私のところに居るのは、保護されたものたちなんです。
そのため安いですし、だからといって、普通の子達と変わりませんからご心配なく。
え?随分大きなマスクをしてるって?
ええ、まぁ………
花粉症かって?
そうですね……そういうことにしておきましょうか。
え?いや、何でもないですよ。
あ、そんなことより、
着きましたよ?
暗い倉庫でちょっと不気味?
大丈夫ですよ。
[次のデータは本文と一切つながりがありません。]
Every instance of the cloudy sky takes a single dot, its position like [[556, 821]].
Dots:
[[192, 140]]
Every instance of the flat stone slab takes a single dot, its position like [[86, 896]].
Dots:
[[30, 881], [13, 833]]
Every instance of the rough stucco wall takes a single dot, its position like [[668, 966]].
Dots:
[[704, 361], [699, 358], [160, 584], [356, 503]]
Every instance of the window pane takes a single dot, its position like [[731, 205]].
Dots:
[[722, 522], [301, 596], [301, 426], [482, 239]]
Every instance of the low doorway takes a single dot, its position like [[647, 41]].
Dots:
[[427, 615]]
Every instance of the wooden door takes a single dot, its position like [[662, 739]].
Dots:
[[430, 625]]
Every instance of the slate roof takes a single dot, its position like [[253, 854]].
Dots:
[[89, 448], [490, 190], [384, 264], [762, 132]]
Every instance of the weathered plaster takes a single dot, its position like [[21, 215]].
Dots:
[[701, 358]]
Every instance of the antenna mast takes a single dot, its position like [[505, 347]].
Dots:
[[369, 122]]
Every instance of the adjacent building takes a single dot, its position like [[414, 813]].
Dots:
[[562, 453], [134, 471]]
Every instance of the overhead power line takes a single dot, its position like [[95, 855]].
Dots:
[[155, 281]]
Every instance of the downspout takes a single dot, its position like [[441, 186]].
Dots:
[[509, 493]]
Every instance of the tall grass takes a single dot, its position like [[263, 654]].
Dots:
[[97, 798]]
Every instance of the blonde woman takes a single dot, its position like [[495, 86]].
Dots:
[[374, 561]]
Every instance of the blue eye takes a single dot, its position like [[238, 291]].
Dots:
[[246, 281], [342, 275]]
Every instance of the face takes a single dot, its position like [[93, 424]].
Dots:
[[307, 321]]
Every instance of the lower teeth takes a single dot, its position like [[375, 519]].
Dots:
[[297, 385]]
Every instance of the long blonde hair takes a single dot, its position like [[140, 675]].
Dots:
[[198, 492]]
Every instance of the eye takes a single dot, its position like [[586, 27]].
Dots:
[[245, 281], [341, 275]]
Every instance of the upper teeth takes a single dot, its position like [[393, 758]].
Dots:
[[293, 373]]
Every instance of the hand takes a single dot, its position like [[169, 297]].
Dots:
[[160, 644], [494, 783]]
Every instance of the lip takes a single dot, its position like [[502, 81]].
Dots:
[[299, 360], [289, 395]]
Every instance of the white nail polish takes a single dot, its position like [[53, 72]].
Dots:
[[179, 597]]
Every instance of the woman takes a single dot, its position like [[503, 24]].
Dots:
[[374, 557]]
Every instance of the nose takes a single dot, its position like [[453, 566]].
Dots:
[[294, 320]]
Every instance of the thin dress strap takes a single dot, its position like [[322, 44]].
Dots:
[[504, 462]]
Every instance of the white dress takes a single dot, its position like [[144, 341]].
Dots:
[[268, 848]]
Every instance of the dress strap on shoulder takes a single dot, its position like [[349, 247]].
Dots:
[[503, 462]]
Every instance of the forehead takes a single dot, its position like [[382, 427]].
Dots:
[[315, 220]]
確かに見た目は悪いんですがね。
ちょっと待って下さい。
今開けますから……
え?異臭します?
ああ、そりゃそうですよ。
だからマスクしてるんですもの。
よいしょっと……
はい、静かにー!!!
お客様に吠えないの!!
うるさいな……
でも可愛いでしょう?
私が必死こいて集めたんですよ…
ほら、皆、飼ってほしいみたいですね。
あなたを見て唸ってる。
……どうされました?
お顔が真っ青ですよ……
って、お客様!?
あ~あ、行っちゃった。
お前ら、そんな悲しい顔しないの。そんなに出してほしいの?
お前らがうるさく喚くから逃げちゃったんでしょうが。